Fourteen Years Ago
December 2001. You walk into a bar very late at night. You wear all black, laugh with good girlfriends. The world is a triumphant Pinot Grigio blur. You are awake, alive, happy, young. Not even three months ago, the towers fell, here, in your own hometown, and you are still very scared. But tonight you are smiling, skipping, loose.
And there he is. A tall guy with spiky hair that stands up. He talks to you. When he looks at you, everything else gets quiet. Mere minutes and you can see it, feel it: This is a good guy.
You talk and talk and it's the talking you remember. How the words come and don't stop. The breathless storytelling. The this is who I am and I want you to know me and I need to know you. Mere days and you can see it, feel it: I'm looking at forever.
You spend every minute you can together. Every minute. You take your law school finals. He drops off flowers and Diet Mountain Dew when you are studying. On his birthday, you go to a neighborhood cafe that no longer exists, drink hot chocolate like kids, talk. He gives you a silver heart necklace for Christmas.
Months become years and he proposes. Pulls a beautiful ring from the depth of his brown boot. Asks in your kitchen. It is a quiet moment, a simple one, among the best in your life. You say yes a million times. (You are still saying yes.)
You marry before Christmas three years after you met. The church is brilliant with lights. You wear a big princess dress with doves kissing on the back. You say I do. Under a big blue whale, you dance and laugh and kiss and begin.
A life.
Oh is it a good life. Three little girls arrive and they are the most incredible things in the world. Their eyes are blue, like his, like yours. They are your muses, your owlets, your everything. And sometimes the two of you hold hands and just look at them and tears rise in your tired eyes as you smile.

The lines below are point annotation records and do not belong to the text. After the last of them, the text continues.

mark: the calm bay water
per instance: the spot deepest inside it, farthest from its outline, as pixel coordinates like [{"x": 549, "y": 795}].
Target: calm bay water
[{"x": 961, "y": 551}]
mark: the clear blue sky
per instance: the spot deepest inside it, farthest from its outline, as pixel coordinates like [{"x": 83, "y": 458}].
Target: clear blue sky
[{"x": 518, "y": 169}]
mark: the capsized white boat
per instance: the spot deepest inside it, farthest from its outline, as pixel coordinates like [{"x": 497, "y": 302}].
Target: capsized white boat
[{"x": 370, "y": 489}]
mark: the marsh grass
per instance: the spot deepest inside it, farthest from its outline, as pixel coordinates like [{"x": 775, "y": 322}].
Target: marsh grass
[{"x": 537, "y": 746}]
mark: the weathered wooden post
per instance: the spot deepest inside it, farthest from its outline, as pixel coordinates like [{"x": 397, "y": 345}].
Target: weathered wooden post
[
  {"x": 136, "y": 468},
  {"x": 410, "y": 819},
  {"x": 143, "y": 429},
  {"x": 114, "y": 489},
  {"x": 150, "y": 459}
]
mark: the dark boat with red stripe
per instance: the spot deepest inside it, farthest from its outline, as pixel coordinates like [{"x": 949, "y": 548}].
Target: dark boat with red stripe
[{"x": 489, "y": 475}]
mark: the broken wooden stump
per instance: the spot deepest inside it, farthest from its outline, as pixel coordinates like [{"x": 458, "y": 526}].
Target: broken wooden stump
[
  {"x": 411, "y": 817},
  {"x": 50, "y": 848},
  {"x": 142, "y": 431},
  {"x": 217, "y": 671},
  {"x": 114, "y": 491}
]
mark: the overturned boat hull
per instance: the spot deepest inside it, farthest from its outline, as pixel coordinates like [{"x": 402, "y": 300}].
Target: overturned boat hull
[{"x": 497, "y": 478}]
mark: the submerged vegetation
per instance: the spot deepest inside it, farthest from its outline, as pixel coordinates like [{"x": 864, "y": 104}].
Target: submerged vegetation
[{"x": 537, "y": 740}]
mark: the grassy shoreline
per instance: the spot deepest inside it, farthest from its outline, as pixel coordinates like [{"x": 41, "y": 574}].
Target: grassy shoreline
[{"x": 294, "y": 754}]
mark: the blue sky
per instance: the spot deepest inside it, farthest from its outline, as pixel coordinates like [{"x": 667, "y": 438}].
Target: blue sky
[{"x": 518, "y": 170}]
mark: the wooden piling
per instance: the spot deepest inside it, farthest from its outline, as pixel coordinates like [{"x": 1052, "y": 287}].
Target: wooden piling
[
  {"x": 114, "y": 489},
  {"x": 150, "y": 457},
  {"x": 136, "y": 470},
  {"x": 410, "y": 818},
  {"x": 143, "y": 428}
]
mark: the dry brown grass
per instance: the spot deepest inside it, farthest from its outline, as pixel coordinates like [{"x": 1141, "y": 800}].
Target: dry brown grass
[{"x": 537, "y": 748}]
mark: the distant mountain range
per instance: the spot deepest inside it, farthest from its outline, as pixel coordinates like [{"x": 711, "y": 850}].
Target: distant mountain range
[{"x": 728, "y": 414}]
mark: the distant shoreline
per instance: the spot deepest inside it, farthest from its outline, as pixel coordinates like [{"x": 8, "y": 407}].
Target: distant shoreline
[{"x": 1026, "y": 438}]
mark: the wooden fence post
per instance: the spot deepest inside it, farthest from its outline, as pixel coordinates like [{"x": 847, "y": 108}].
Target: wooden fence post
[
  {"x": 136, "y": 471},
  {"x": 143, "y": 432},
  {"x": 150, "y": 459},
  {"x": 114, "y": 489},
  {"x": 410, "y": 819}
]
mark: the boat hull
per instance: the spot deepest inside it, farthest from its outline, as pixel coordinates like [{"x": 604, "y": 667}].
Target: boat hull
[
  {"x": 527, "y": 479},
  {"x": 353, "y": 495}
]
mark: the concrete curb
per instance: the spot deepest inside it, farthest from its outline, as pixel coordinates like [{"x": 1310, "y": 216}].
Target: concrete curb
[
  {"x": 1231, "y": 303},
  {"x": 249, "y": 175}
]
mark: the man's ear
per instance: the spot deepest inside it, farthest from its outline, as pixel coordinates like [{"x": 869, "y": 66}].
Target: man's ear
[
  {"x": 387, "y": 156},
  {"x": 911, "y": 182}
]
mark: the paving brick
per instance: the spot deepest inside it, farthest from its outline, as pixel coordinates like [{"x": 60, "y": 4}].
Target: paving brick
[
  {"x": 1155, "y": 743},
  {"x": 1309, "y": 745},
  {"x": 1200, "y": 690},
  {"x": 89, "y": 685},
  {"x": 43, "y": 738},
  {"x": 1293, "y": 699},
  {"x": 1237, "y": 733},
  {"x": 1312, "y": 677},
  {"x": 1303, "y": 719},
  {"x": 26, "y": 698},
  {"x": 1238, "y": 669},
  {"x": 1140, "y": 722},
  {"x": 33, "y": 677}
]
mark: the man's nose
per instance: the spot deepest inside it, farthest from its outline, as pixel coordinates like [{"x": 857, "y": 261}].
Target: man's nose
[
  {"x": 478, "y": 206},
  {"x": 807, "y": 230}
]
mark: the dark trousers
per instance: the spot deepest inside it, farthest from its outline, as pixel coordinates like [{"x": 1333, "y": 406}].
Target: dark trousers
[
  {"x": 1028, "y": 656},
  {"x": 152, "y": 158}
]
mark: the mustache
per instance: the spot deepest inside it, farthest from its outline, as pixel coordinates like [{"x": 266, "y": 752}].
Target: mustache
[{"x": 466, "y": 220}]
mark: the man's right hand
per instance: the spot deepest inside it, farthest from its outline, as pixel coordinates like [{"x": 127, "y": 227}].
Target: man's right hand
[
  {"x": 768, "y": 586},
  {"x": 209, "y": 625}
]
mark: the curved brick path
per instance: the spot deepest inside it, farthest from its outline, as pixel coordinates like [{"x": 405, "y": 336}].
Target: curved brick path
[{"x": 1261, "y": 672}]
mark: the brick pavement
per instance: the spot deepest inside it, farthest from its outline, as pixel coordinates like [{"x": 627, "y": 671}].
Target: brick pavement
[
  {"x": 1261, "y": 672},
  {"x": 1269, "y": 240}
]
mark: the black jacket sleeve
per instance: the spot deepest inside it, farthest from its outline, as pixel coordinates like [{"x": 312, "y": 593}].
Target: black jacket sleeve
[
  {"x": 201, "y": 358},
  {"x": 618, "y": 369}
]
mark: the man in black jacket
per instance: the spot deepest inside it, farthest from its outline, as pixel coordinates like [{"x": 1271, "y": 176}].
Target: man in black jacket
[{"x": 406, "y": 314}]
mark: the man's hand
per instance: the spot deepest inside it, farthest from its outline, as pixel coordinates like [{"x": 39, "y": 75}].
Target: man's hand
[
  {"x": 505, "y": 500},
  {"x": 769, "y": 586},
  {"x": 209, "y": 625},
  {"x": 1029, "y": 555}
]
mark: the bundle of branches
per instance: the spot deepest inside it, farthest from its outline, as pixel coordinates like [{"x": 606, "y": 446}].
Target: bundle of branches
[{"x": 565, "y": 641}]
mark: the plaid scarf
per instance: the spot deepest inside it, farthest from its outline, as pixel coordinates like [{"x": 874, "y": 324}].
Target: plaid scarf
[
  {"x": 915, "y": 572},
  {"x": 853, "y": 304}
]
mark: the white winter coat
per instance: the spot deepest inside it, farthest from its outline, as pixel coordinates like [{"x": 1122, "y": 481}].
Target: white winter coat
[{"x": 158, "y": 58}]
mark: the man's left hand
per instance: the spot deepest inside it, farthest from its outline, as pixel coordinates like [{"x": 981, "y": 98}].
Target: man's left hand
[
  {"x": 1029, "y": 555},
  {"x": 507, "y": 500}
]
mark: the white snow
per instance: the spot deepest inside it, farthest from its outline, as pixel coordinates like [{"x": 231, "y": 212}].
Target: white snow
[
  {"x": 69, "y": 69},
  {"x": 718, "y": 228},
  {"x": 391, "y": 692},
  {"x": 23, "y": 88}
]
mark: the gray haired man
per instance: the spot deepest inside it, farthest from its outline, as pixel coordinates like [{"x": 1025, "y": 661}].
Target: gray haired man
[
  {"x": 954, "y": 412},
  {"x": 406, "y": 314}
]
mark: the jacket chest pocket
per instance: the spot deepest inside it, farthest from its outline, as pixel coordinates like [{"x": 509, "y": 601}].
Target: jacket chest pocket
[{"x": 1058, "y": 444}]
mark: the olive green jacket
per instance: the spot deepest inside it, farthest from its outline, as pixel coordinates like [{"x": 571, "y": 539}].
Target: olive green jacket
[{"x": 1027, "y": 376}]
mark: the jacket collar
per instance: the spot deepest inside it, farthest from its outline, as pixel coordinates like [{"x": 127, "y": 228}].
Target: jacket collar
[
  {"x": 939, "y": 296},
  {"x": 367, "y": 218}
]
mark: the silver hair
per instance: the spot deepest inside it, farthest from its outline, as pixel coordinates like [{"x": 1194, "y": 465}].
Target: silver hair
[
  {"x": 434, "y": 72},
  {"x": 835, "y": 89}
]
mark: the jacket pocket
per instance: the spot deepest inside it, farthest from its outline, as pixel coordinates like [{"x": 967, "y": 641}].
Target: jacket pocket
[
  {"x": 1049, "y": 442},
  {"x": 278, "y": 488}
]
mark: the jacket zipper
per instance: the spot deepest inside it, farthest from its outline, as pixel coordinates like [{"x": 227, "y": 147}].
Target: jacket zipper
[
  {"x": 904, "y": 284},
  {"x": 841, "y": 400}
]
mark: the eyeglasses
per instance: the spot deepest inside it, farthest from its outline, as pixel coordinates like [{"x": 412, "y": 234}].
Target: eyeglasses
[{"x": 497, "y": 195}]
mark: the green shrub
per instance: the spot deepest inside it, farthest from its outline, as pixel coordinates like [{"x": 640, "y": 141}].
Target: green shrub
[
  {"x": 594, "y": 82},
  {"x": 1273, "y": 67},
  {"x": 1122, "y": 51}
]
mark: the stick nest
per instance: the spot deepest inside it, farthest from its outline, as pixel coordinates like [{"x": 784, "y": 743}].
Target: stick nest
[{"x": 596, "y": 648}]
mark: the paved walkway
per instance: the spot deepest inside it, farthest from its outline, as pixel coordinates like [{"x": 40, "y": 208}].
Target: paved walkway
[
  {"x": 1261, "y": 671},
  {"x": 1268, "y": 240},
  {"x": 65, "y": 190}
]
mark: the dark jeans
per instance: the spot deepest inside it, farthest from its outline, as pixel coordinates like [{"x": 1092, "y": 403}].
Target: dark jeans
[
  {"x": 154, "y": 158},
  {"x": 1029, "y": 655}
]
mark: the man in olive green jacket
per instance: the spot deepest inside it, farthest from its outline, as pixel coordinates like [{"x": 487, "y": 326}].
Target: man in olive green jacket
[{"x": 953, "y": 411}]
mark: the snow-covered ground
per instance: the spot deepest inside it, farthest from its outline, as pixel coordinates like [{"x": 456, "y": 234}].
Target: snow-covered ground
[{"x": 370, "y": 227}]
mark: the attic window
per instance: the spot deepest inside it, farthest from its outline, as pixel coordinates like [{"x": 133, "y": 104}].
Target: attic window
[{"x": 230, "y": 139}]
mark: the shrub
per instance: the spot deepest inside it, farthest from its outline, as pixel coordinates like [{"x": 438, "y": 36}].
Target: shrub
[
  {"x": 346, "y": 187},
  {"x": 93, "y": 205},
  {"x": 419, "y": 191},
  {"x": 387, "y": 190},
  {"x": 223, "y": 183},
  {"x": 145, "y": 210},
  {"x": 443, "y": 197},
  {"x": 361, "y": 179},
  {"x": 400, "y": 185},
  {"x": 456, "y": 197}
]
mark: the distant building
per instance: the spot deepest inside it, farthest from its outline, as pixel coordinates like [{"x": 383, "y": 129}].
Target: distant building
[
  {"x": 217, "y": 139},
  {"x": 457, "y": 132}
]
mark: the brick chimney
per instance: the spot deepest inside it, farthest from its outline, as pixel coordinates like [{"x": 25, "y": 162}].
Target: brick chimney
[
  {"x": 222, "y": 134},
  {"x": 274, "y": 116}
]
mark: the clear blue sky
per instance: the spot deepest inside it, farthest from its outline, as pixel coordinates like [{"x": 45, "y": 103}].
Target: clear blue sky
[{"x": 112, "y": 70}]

But there's been hard stuff, too. The stuff of adulthood, of life. You miscarry your first pregnancy. Your father dies. Anxiety comes and goes, ruthless, gnawing, real. Disappointments small and less small come and settle, stain.
But through it all, he is there. The guy from the bar. He is there, firmly, ferociously, by your side. He celebrates with you and holds you when you cry. He reminds you that you are beautiful and that you are human and that you are fine. And there are moments when you bury your head in his chest and breathe him in and the most brilliant calm wraps you like a blanket and everything is suddenly, poetically okay.
You think about it sometimes. Those two silly, stunning words what if rise in your throat, your mind, your heart. What if you didn't walk in to that bar that December night? What if you didn't have the staggering luck of meeting this person, of building this exquisite, imperfect, deeply cherished life?
But you did. You did walk in. You did meet him and you did build this life, this love. And fourteen years later, it still seems like a beautiful dream. But it's not. It's very much real.